Ten years as a patent attorney with ExxonMobil initially predisposed Gary Katz to see purification of “produced water” at oil wells as the market for the off-grid desalination startup he founded and bootstrapped in 2016, aiming to use the industry’s own wasted gas it flares onsite.

“We realized there was a big need to purify water at the oil and gas production sites and there’s quite a bit of waste natural gas you can use for heat,” Katz told SolarPACES in a call from Texas. But the US Department of Energy changed his focus when it put out a request for proposal for solar desalination innovations.

The 4-year-old startup Katz Water Technologies team won the first two stages of these DOE’s stepped series of awards to develop a concentrated solar thermal version of its off-grid desalination.

“It’s a multistage price competition. In the first round, we received a $50,000 cash prize, which allowed us to build a prototype; the second round we received the $250,000 cash prize. With that money, we’ve advanced and will continue to advance the technology tremendously," Katz said. "And now, for the next phase, in which we have to produce a shovel-ready project, if the DOE accepts it, we will be getting a $750,000 prize."

Industrial Waste Heat Was a Hard Sell
In the original grant application for renewable desalination, the startup mentioned solar thermal, but actually Katz had originally thought industrial waste heat energy would be the ideal source. But, as he noted ruefully, “As a startup you have to pivot to what the market will support. Even though industrial waste heat energy to run the purification system would in theory be free, the industrial plants we approached were not too keen about letting us test the idea on-site.”

“In many applications such as petrochemical refining and in chemicals and mining, the waste heat energy is definitely hot enough to purify water. The problem is convincing these industrial plants to allow us to retrofit or modify their heat exchangers, which could be expensive depending on the size. That was not an easy task," Katz said. "It just appeared that they didn’t show enough interest to actually pursue it any further. I haven’t given up on that, but I just am currently pursuing markets that are much more eager for this technology,” he added.

So, initially, in the startup’s first 2 years of operation, the firm developed an off-grid desalination technology powered by flared gas, because oil and gas customers were much more willing to work with them than industrial firms. “So we transitioned to a system that can run on natural gas at the oil gas well sites to purify the contaminated water to fresh water quality.”
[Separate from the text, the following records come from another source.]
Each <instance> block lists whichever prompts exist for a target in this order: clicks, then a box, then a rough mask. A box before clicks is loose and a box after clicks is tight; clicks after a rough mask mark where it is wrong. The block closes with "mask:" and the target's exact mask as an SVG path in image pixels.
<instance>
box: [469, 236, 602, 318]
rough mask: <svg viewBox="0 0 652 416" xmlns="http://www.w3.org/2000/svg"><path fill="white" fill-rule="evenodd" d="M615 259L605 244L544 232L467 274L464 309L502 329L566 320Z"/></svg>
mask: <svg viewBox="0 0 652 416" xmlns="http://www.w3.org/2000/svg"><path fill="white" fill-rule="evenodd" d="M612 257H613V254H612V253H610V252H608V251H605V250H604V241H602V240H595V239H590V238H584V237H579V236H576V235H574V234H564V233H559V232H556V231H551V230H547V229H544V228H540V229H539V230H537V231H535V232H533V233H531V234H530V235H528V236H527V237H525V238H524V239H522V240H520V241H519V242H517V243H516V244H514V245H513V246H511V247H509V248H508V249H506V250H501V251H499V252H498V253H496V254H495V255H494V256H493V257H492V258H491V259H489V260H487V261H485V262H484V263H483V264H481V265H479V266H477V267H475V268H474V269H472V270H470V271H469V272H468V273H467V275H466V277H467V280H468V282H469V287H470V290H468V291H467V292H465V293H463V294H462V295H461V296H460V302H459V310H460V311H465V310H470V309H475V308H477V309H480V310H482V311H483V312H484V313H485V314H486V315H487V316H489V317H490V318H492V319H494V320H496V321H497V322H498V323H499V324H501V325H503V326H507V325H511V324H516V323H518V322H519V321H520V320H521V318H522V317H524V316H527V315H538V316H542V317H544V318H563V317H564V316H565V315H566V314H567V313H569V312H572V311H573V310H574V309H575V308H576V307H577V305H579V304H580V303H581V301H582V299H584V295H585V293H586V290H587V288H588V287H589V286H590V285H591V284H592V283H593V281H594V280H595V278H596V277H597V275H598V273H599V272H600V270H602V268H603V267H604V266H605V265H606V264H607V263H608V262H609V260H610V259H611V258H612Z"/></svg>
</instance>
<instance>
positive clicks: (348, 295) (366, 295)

These fossil fuel firms also are more open to the new solar version he is now developing, post-DOE awards, he added. “They would consider a solar-powered desalinization system. For example, in certain remote areas, there’s oil wells with no natural gas. What they understood was a solar desalination unit is not only environmentally friendly, but also it can ease the logistical requirements of having to ship fuel to remote areas. And we hope to have a hundred-cubic-meter-per-day solar desalination plant built sometime next year, which would then transition to become our first commercial solar product.”